ADC-Less Hybrid Analog-Digital Compute in Memory Accelerator for Deep Learning Workloads
מושגי ליבה
ADC-Less Hybrid Analog-Digital CiM accelerator enhances efficiency and energy savings in deep learning workloads.
תקציר
Analog CiM accelerators are efficient for Deep Neural Networks (DNN).
ADCs introduce power and area overhead in CiM architecture.
Extreme low-precision quantization eliminates the need for ADCs.
HCiM proposes a hybrid approach with analog CiM crossbars and digital array.
Sparsity in ternary quantization leads to energy savings.
HCiM achieves significant energy reductions compared to baseline architectures.
Introduction
Analog CiM accelerators reduce data movement between memory and processing units.

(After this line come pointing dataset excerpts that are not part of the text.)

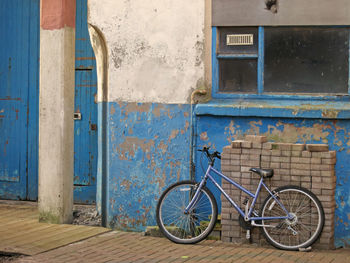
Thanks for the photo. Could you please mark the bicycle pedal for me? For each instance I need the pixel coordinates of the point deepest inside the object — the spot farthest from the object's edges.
(248, 234)
(305, 249)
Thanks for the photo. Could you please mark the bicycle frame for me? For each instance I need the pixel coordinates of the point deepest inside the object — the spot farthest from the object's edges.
(255, 196)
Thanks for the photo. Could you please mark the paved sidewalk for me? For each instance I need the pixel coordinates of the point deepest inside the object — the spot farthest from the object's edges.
(134, 247)
(21, 232)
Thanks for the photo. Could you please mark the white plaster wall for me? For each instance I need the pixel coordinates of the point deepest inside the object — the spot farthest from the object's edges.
(155, 48)
(56, 125)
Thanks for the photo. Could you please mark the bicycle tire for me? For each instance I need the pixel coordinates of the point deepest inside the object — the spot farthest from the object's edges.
(184, 228)
(307, 223)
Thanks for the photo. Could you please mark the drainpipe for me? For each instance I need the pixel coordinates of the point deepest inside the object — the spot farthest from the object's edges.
(201, 92)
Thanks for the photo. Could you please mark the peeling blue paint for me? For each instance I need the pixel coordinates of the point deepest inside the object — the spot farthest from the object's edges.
(219, 131)
(148, 149)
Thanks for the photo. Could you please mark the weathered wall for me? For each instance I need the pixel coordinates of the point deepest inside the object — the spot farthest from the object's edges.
(56, 107)
(148, 150)
(155, 48)
(150, 57)
(220, 131)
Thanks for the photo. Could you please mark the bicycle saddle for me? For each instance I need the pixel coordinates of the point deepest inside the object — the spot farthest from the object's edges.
(265, 173)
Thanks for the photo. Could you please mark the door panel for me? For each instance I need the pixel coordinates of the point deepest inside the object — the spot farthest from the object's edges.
(19, 22)
(85, 129)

Traditional hardware faces efficiency barriers like the "memory wall."
Background and Challenges
Analog CiM accelerators perform MVM operations using weight-stationary dataflow.
Partial-sum quantization reduces precision of partial sums and ADC requirements.
Algorithm Hardware Co-design
Quantization-aware training reduces complexity of scale factor processing.
HCiM architecture combines analog CiM crossbars with a digital array for efficient MVM operations.
Evaluation
Training ResNet models on CIFAR-10 dataset with varying precision levels.
HCiM shows lower energy consumption and latency compared to baseline architectures.
Conclusion
HCiM offers a novel approach to reduce ADC costs in analog CiM accelerators.
Sparsity control and clock gating contribute to energy savings without compromising accuracy.
התאם אישית סיכום
כתוב מחדש עם AI
צור ציטוטים
תרגם מקור
לשפה אחרת
צור מפת חשיבה
מתוכן המקור
עבור למקור
arxiv.org
HCiM
סטטיסטיקה
ADCs alone consume as much as 60% energy and occupy nearly 80% area in CiM accelerators.
HCiM achieves energy reductions up to 28× and 12× compared to analog CiM baseline architecture using 7-bit and 4-bit ADC, respectively.